Senior BBC high-ups in recent years (Helen Boaden, Mary Hockaday) have sent our emails to all BBC staff sternly warning them not to embarrass the BBC by sounding off on social media, but their stern injunctions still haven't hit home with many a prominent BBC journalist...
...which is why, among many other BBC reporters, it's good that Monkey Brains, Peter, me (if I say so myself) and others are keeping a close eye on the Twitter feeds of certain high-profile BBC journalists.
And so, I'm glad to say, is our old friend DB - still digging away, still confronting BBC journalists. (DB was largely responsible for forcing Helen & Mary to send out those finger-wagging emails to BBC staff about the need for them to keep their biased gobs shut).
And it's especially significant when the Twitter bias matches the reporting bias of the BBC reporter. It shows that they haven't hung their opinions up (like coats) at the door, Hugh Sykes-style.
No one who reads Jeremy Bowen's Twitter feed, for example, will find the slightest mismatch between the direction of bias blogs like this claim about him there and the direction of bias we claim for his reports on BBC TV and radio. (At least he's consistent!).
Ditto John Simpson.
The one mirrors the other.
And the same goes for blog favourite Anthony Zurcher. His Twitter feed reads like a long string of sarcastic jibes/barbed criticism about/of Donald Trump. (I have to say he's pretty good at them, however biased they may be.
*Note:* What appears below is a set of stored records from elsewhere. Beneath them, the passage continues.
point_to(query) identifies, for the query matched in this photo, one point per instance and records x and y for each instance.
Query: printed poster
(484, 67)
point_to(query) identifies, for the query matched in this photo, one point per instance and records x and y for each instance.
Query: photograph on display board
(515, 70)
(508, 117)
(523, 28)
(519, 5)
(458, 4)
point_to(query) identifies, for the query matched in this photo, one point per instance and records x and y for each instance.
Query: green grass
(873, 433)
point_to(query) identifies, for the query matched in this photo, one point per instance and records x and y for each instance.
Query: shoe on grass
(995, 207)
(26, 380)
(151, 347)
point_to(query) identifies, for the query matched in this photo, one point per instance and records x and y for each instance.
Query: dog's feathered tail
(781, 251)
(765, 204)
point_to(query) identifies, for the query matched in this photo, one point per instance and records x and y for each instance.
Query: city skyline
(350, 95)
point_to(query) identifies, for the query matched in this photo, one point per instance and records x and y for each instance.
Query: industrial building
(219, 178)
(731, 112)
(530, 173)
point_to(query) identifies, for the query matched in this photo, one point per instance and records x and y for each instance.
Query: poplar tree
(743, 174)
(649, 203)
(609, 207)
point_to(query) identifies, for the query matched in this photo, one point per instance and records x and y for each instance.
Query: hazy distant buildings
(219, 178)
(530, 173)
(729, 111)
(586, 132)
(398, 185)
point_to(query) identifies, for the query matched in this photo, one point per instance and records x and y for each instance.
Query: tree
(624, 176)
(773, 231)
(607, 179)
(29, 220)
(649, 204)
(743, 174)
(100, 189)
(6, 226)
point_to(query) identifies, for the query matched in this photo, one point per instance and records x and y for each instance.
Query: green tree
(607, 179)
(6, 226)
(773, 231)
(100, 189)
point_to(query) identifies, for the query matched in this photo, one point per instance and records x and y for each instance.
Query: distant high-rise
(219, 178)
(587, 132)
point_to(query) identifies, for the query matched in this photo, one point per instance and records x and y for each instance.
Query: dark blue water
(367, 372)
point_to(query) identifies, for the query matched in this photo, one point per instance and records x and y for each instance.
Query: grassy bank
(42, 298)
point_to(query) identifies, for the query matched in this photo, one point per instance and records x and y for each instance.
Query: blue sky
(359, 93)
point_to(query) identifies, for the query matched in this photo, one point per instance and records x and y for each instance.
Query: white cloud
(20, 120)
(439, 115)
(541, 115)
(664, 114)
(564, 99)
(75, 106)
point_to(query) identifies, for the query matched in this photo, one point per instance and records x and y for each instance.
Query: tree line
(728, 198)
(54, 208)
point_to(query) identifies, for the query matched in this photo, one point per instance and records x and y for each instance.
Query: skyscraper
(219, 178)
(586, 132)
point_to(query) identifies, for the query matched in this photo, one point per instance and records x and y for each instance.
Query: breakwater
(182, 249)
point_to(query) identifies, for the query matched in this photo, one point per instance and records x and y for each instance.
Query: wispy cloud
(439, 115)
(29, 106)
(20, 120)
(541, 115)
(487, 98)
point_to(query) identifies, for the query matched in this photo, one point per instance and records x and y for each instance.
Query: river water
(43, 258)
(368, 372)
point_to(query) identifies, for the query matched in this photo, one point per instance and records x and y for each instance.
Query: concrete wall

And his largely on-side, partisan readership love them too.) His BBC reporting (online, on TV) is also no different - ironic, opinionated, one-sided. (So he's consistent as well).
So if you, dear reader, spot other egregious examples of BBC reporters bringing shame on Helen Boaden, Mary Hockaday and their successors please keep posting them.
Another of our old blogging friends, David Preiser (USA), was working on a book about BBC tweets the last I heard of him (though I spot him from time to time commenting, in disguise, at The Spectator). I hope he's well and happy. And if he's still working on that book all the better!